そう尋ねれば、そういうことだなー、とミシェルは頷いた。
そして、ジョッキを呷るとやや偉そうにふんぞり返ってこう告げたのだ。

「今じゃ半分以上、革命派で埋まってるんさー。一つが失敗すりゃ、次の区がする。今回は二区、前回は七区……その前はこれだっていうようなものは確認出来てないけど、絶対あるだろうなー」
「……ならその次はどの区になる?」
「おいおい、俺は預言者じゃあないぞ?」
「規則性はないのか?」
「規則性なんか分からないけど、適当って訳でもないなー。唯一知る方法はあるぜー?」

にやりとミシェルは笑った。
Jはその笑顔に、嫌そうな顔を返した。
この男の笑顔は、よくないのだ。
女王の駒である彼は実にこの世界、特に悪魔街の内情に精通している。
だからその男が悪魔街に関して笑うとき、非常に厄介な事柄であることは確かなのだ。
不服そうな顔のJに、ミシェルは軽く肩を小突いた。

「大丈夫だってー。

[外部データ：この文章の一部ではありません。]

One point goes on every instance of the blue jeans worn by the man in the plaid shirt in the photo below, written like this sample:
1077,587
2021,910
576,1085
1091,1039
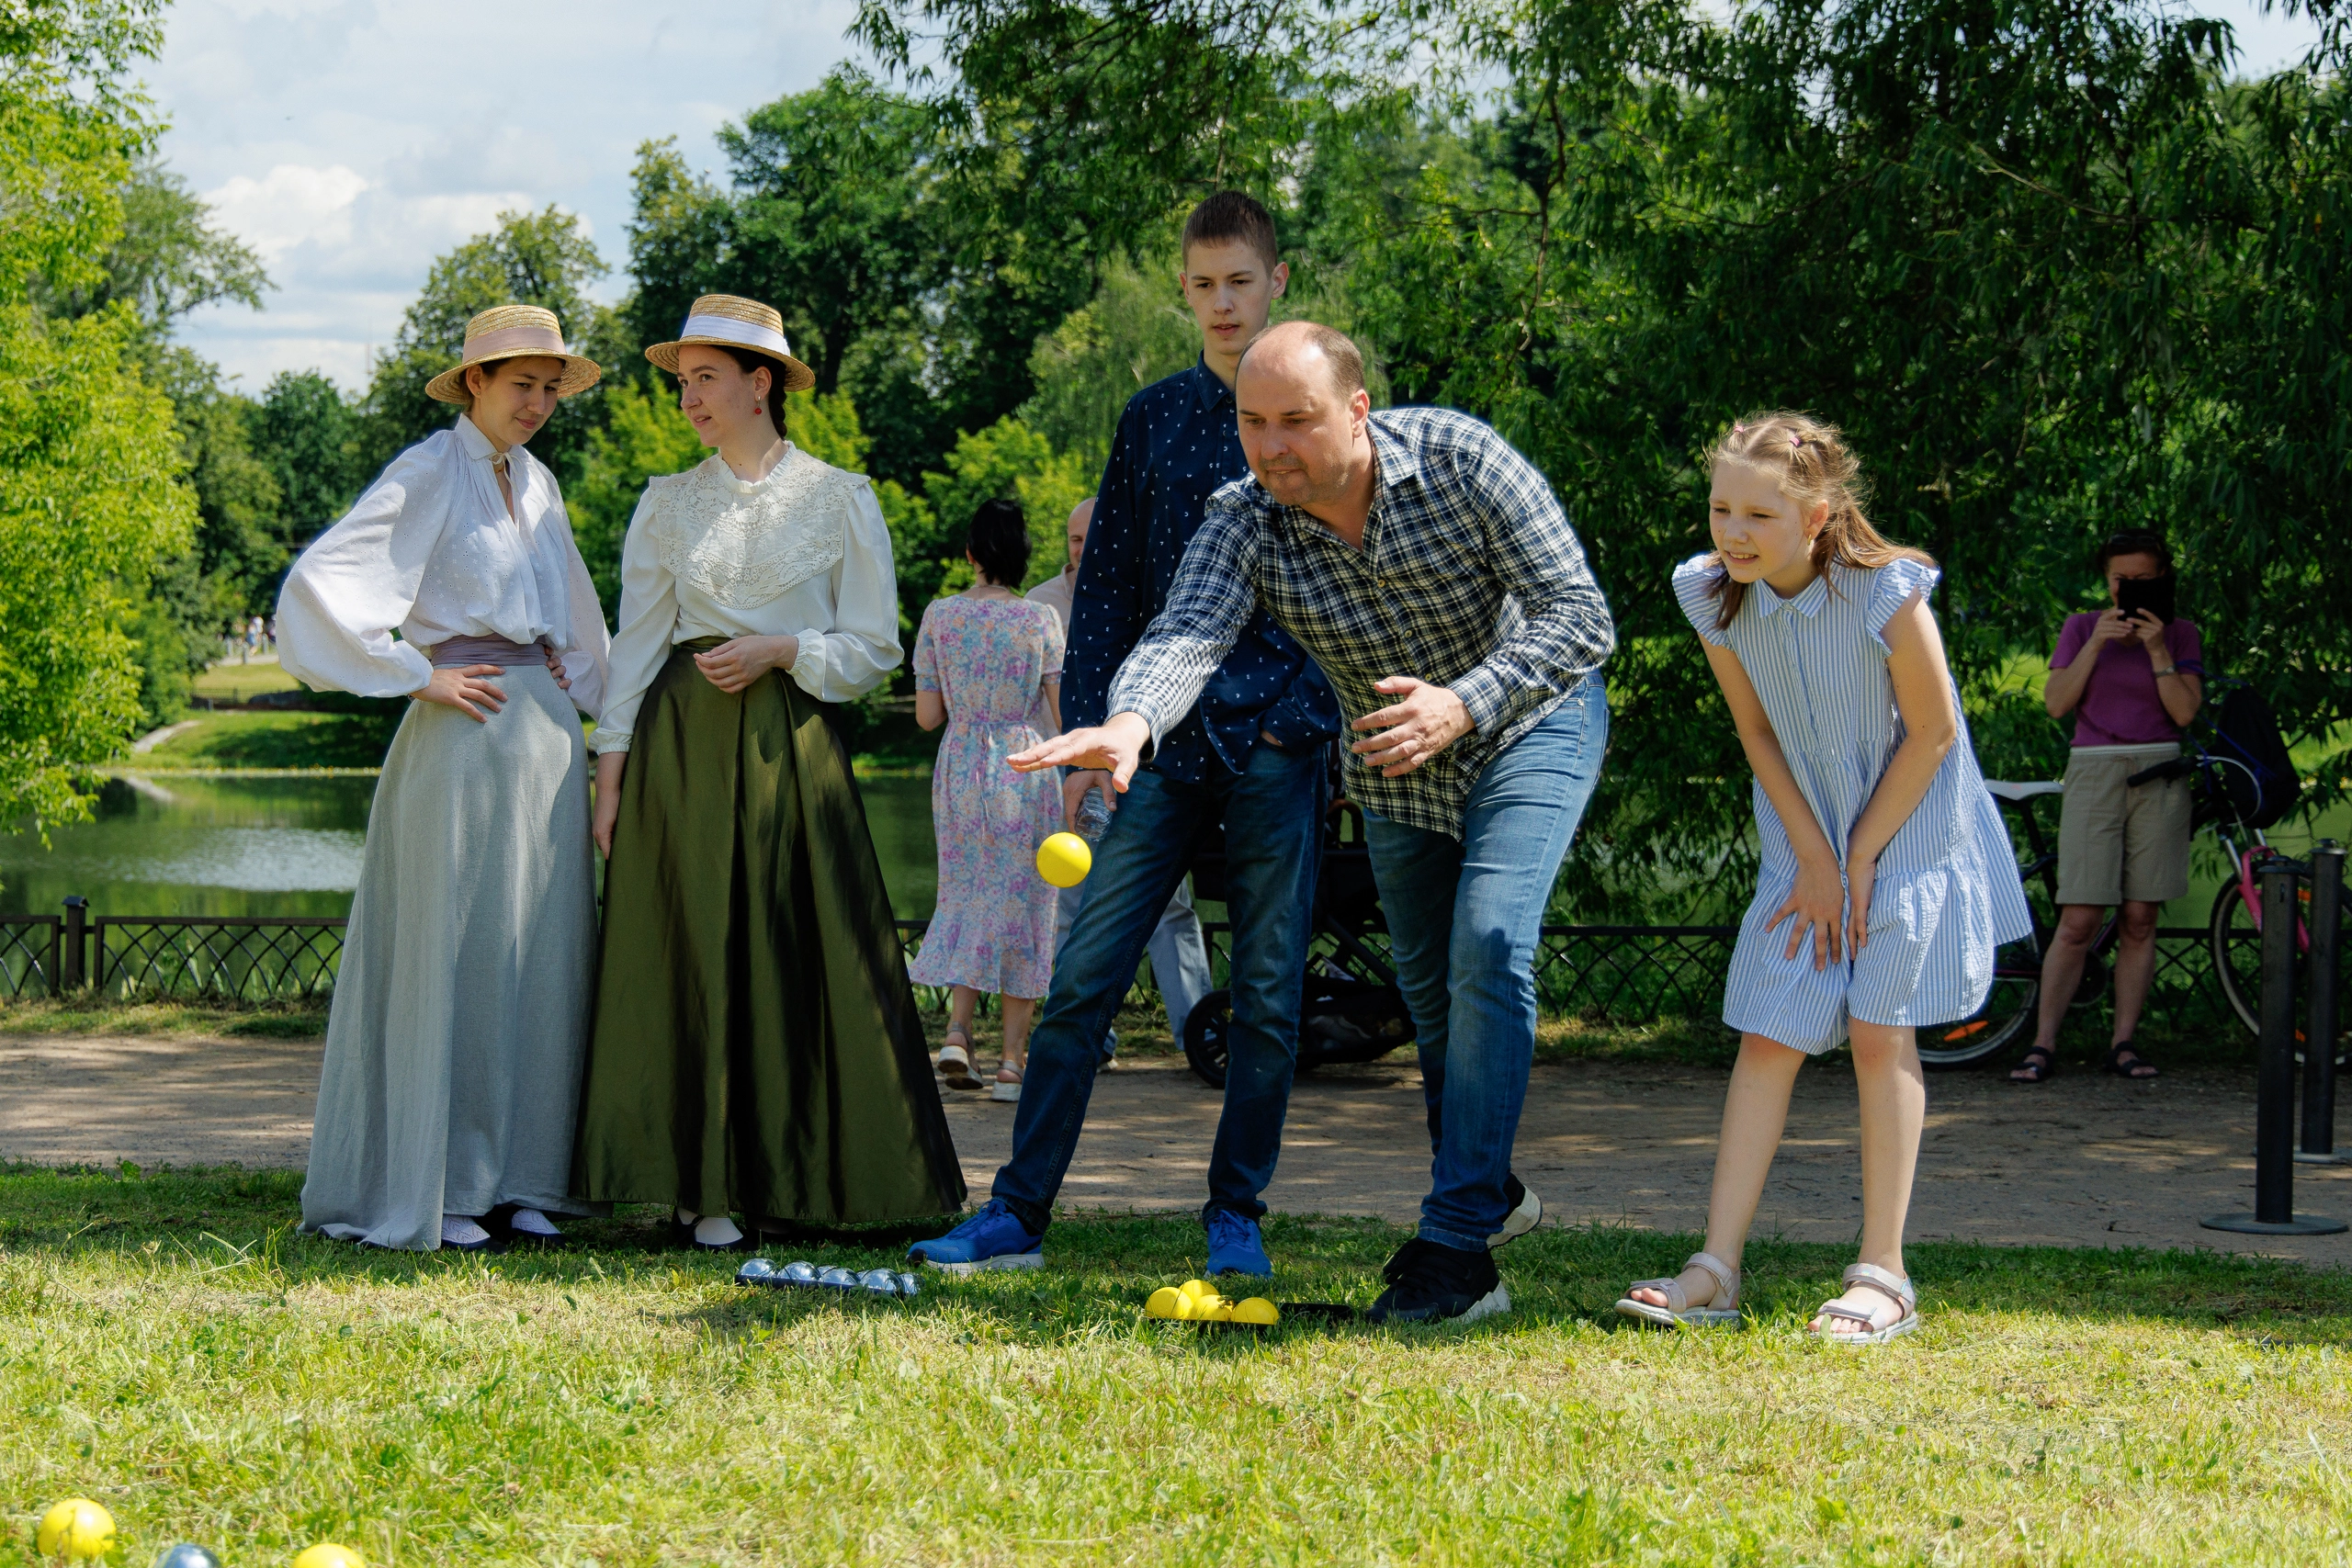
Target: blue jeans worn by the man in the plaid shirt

二区の貴族の屋敷に入り込んだらいい、近いうちに会合が開かれてそこで次の区が決まるってわけさー」
「……、馬鹿?」
「失礼すぎるなーもー!簡単だってー」
「いやどこが!?貴族の屋敷とか何言ってんだよっ!んなとこ入ってみろ!夏の虫でももっとましなとこに飛び込むだろうよ」

はっと鼻で笑うと、注がれていたビールをぐいっと飲んだ。
口内に一気に苦味が広がり、それが自分の今の気持ちと同化しているようで、ますます気持ちが荒だった。